REPUBLIKA.CO.ID, JAKARTA -- Anggota DPR RI Illiza Sa’aduddin Djamal meminta pemerintah meninjau ulang rencana investasi minuman keras (miras) dalam Peraturan Presiden (Perpres) Nomor 10 Tahun 2021 tentang Bidang Usaha Penanaman Modal. Menurut dia, jangan sampai keinginan menarik investasi justru menghancurkan tatanan sosial.
"Investasi yang diharapkan meningkatkan kesejahteraan masyarakat, malah bisa menimbulkan kekacauan sosial seperti yang disebabkan oleh peredaran miras," ujar Illiza dalam keterangan tertulisnya, Ahad (28/2).

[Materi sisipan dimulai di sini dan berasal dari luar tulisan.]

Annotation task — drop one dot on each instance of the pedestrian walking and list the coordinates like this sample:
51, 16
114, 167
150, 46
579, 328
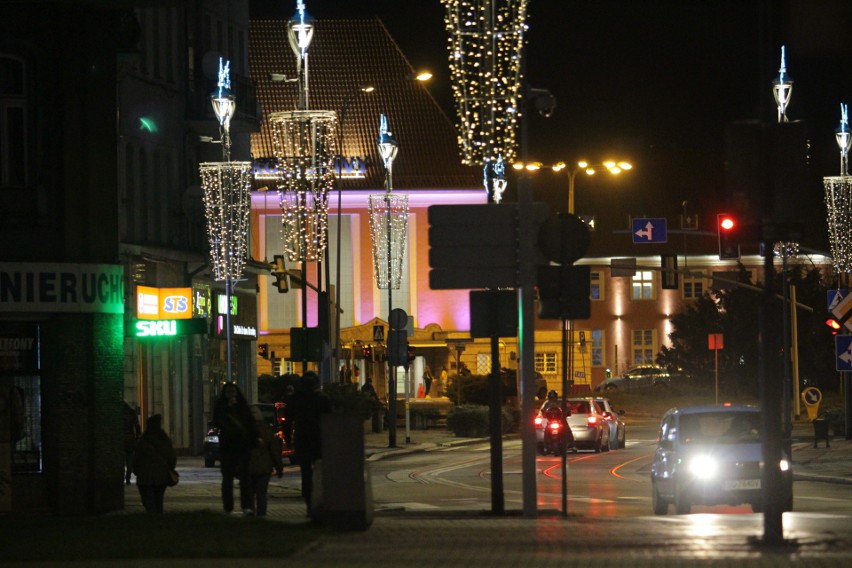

Dalam Lampiran III Perpres 10/2021 pada angka 31, 32, dan 33 ditetapkan, bidang usaha industri minuman keras mengandung alkohol, alkohol anggur, dan malt terbuka untuk penanaman modal baru di Provinsi Bali, Nusa Tenggara Timur, Sulawesi Utara, dan Papua dengan memperhatikan budaya serta kearifan setempat. Beleid yang merupakan aturan turunan dari Undang-Undang (UU) Nomor 11 Tahun 2020 tentang Cipta Kerja ini telah diteken Presiden Joko Widodo dan mulai berlaku per tanggal 2 Februari 2021.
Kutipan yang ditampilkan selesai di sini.